I'm not sure what would ignite that change in ERP because I think the number
of businesses that need that scale of organization isn't going to increase
dramatically, so there won't be economies of scale. I guess a valid question
would be - how many companies aren't using an ERP at all that would benefit if
one was available at the right price? My computer centric view makes me forget
that some people still use paper and pencil, land lines, and write checks.

------
ajmoir
Great minds etc.

I was also looking at ERP after working in the field for a number of years. I
was planning on coming from a very different angle. Hosting a very
configurable system that required little or no manual intervention. Aiming at
small business for a $20 per month per user fee.

Then I discovered I hate running a business, not just dis-like but hate so
much I never want to do it again :-(

I think your idea could take off but the software has to be malleable, this is
in contrast to nearly every piece of software written to this day which is
brittle. I was looking at this as just a way to predict how software will be
written in the future.

First off read a couple of books to understand better where I'm coming from :-

    
    
        Necessary But Not Sufficient by Eliyahu M. Goldratt
        Naked Objects by Richard Pawson
    

From a business perspective I want a group of classes that mirror real world
items e.g. Order, Invoice, Address, Amount, Price, Date etc. Then I want
another group of classes that handle business actions e.g. Enter Order, Print
invoice. Lastly a group of classes that handle business process e.g. Process
Order, Calculate invoice etc.

The above would give you a group of objects that you can model the business
with and forget about technical details.

Then the underlying system could be built e.g. fully temporal, fully redundant
etc. etc.

The idea being that you could focus on business processes without thinking
about implementation details. In true naked object style the UI would be
automatically generated from the business action/process classes.

To make what you are thinking about work _ALL_ design has to be KISS and DRY.
Also, the more you can generate the better you'd be.

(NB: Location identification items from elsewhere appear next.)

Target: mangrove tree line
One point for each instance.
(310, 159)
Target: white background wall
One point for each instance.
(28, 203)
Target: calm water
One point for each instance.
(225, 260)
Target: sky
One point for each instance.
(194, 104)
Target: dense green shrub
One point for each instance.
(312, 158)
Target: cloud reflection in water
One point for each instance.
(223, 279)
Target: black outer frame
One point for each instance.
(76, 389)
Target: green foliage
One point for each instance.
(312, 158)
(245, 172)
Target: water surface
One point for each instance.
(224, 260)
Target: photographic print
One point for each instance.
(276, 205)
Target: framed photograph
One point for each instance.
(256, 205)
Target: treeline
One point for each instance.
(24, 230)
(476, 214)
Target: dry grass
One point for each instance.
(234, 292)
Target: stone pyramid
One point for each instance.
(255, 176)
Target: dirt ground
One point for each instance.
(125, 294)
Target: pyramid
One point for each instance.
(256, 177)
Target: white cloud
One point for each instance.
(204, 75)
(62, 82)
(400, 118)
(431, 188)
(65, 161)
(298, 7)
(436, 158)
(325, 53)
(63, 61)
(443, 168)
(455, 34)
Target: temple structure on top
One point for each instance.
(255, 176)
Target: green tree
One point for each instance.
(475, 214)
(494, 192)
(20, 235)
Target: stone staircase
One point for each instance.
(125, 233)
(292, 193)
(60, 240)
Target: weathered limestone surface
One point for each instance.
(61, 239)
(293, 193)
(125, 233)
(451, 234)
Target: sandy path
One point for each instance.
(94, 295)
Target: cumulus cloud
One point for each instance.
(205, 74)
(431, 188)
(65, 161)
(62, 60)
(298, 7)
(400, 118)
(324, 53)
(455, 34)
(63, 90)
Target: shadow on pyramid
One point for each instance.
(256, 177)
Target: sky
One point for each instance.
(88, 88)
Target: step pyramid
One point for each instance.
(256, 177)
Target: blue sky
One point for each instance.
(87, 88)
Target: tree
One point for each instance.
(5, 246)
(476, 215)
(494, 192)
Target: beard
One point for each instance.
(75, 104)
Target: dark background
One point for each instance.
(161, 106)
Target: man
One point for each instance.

I was thinking of using Lisp or SmallTalk to gain an advantage, must use a VM
to be able to separate business from technical. I want to my software running
24/7 with zero downtime including during upgrades, automatic rudundancy, load
balancing etc.

If you are thinking of something along these lines then drop me a line and I'd
love to help.

If you just want to re-implement the current paradigm don't bother contacting
me. The current paradigm is so broken it's not even funny.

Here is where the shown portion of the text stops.